Der Anspruch des Klägers auf Unterlassung der streitgegenständlichen Werbeaussagen für das Produkt "O" ergibt sich aus §§ 8 Abs. 1, 3, 4 Nr. 11 UWG i.V.m. § 11 Abs. 1 Nr. 2 LFGB, Artikel 3, 5, 10 HCVO.

Nach ständiger Rechtsprechung des Oberlandesgerichts Hamm (vgl. z.B. Urteil vom 13.12.2011, Aktenzeichen: 4 U 92/11, "Winter-Kapseln") kann die Frage, ob die HCVO gegenüber § 11 LFGB vorrangig ist, dahinstehen. Denn nach beiden Regelungen darf bei der Werbung für Lebensmittel, zu denen auch Nahrungsergänzungsmittel gehören, weder getäuscht werden, noch mit wissenschaftlich nicht hinreichend gesicherten Aussagen geworben werden.

Die Werbung der Beklagten für das Produkt "O" enthält gesundheitsbezogene Angaben. Dies ergibt sich bereits daraus, dass der Verzehr des Produkts ausdrücklich zur Entschlackung beitragen soll und diese wiederum "zur Aufrechterhaltung der Gesundheit€" empfohlen wird. Es wird darüber hinaus eine "neue Lebensenergie" versprochen. Schließlich wird ein Bezug zur Naturheilkunde hergestellt, auch die Heilung aus der Natur ist eng mit der Gesundheit verbunden.

Diese Angaben werden von dem maßgeblichen Teil der angesprochenen Verkehrskreise so verstanden, dass das Nahrungsergänzungsmittel auf körperliche Funktionen einwirke, indem es den Abbau/die Ausleitung von Stoffwechselprodukten unterstütze.

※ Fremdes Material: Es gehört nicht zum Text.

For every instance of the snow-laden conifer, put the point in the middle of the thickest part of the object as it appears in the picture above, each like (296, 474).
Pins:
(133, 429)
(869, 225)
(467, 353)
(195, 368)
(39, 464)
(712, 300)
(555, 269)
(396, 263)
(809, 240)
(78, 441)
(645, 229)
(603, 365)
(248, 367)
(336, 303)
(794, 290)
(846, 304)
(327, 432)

Dass es sich hierbei um gesundheitsbezogene Angaben handelt, liegt damit auf der Hand.

Eine Vorlage an den Europäischen Gerichtshof ist nicht veranlasst, weil die Beklagte bereits nicht hinreichend dargelegt, erst recht nicht glaubhaft gemacht hat, dass es sich vorliegend um eine zulässige traditionelle gesundheitsbezogene Angabe handeln könnte. Dafür wäre es nämlich erforderlich, dass Produkte mit den Inhaltsstoffen, wie sie im Produkt der Beklagten enthalten sind, traditionell mit einer Wirkung bezeichnet werden, die vorliegend auch von der Beklagten werblich für das Produkt beansprucht werden kann. Dies ist der Kammer für den Begriff "Entschlackung" oder des "Entschlackungsmittels" nicht geläufig und von der Beklagten auch nicht weiter belegt worden.

Die Aussagen, dass das streitgegenständliche Produkt zur traditionellen Entschlackung beitrage, diese zur Aufrechterhaltung der Gesundheit regelmäßig empfohlen werde und neue Lebensenergie verschaffe, sind -dies wird von der Beklagten nicht in Abrede gestellt- wissenschaftlich nicht erwiesen. Im Gegenteil tendiert die Schulmedizin heute überwiegend dahin, dass eine "Entschlackung" des Körpers bei einem gesunden Menschen nicht erforderlich sei, sondern sogar schädlich sein könne. Insoweit wird auf die vom Kläger zur Klage eingereichten Anlagen Bezug genommen. Es ist insbesondere auch nicht erwiesen, dass die Inhaltsstoffe des streitgegenständlichen Produktes insoweit auf den Körper einwirken können und dies zu neuer Lebensenergie führen kann. Hinzu kommt, dass sich nach heutiger wissenschaftlicher Erkenntnis in einem gesunden Körper keine Schlacken und Gifte bilden, die mittels bestimmter Nahrungsmittel ausgeleitet werden müssen.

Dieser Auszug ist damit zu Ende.